Back when I was into Hades game and general Greek mythos, my expectations were so much smaller, but yet, my goals and will to create seemed so much bigger. I made art that no one gave a single solitary shit about (except for my friend), but I was happy. Maybe I'm wearing rose-tinted glasses, but... even if I wasn't as happy then as I remember being... haha at least I wasn't receiving threats and insults in my inbox back then :))). That was the most fun thing about the gothlit fandom. I hope every single chickenhearted angry anon is proud of their behaviour.
But yeah, whatever I end up doing, Iâm striving to not let it run me into the ground.
But... What do I do now?
I have so many WIPs (art and writing) for the novel, and it's very disappointing that I didn't get to finish them before it all turned sour. Hopefully, I can still finish them, it just won't be with the same distress I worked with before.
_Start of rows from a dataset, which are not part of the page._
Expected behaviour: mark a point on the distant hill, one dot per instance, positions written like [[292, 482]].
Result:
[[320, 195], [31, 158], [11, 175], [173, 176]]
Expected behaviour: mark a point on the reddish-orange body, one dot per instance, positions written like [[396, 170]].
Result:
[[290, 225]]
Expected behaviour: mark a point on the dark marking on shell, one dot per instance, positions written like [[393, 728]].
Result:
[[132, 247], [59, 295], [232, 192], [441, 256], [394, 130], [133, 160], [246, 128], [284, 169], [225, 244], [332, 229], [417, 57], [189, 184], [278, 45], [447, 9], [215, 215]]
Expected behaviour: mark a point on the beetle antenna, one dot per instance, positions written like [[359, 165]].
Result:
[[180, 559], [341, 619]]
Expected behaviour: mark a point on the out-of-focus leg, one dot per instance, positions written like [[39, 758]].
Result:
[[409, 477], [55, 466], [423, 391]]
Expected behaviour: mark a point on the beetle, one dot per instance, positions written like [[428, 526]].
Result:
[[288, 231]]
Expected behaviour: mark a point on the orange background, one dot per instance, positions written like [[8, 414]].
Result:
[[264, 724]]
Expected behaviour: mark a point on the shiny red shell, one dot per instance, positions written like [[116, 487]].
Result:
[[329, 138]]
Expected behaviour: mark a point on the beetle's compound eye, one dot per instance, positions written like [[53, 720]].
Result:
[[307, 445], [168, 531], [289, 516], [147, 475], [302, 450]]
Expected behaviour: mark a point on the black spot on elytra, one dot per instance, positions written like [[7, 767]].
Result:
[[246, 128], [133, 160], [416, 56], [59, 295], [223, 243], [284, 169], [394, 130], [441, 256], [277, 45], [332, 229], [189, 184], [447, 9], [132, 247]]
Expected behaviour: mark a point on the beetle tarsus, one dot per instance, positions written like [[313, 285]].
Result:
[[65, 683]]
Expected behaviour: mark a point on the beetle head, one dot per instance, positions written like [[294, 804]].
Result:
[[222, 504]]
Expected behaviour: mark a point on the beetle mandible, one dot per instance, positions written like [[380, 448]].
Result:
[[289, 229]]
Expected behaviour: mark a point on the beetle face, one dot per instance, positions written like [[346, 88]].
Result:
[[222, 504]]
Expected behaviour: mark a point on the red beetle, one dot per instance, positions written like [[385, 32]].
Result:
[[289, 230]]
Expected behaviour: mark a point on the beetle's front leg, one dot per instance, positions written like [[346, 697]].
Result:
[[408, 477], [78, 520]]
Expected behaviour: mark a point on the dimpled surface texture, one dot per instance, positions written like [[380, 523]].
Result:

Hopefully, I can post that stuff and fully manage my expectations, not crash and burn when only a few people like it. Because hell! A few people liking my stuff? That's amazing, really. I shouldn't take that for granted. At the same time, I'm setting a boundary for myself. Placing my self-worth into the hands of people who I don't know, who don't know me, and who aren't even paying for the art? I need to stop that. Who the hell is that gonna serve? Absolutely no one.
My number one goal is to finish Orice. It is somehow untouched by my aversion to the novel; it is my safe space. I want to honour it and honour the longtime readers who have stuck with me. It's gonna be hard, but it's gonna be worth it for me.
This feels attention-seeking, and it kinda is. I'm not tagging the main subject and I'm not allowing reblogs because I want this to stay isolated (and hopefully prevent backlash/misunderstandings), but ya know, no matter how much I try to keep this small, I'm still posting it online. But I just feel like I needed to get this off my chest. I don't really owe everyone an explanation, but I want there to be one for my own sake... also it's much easier to generalize and make a post than contact each of my friends/mutuals on here and unload stuff onto them that I'm not sure is too personal or not.
For those of you who are reading: I love y'all. I love the good people I've met through all this mess. I want to keep the good apples, not throw out the whole harvest, alright? Dunno how much you'll care for my art when the subject is different, but... eh. If y'all are willing to try?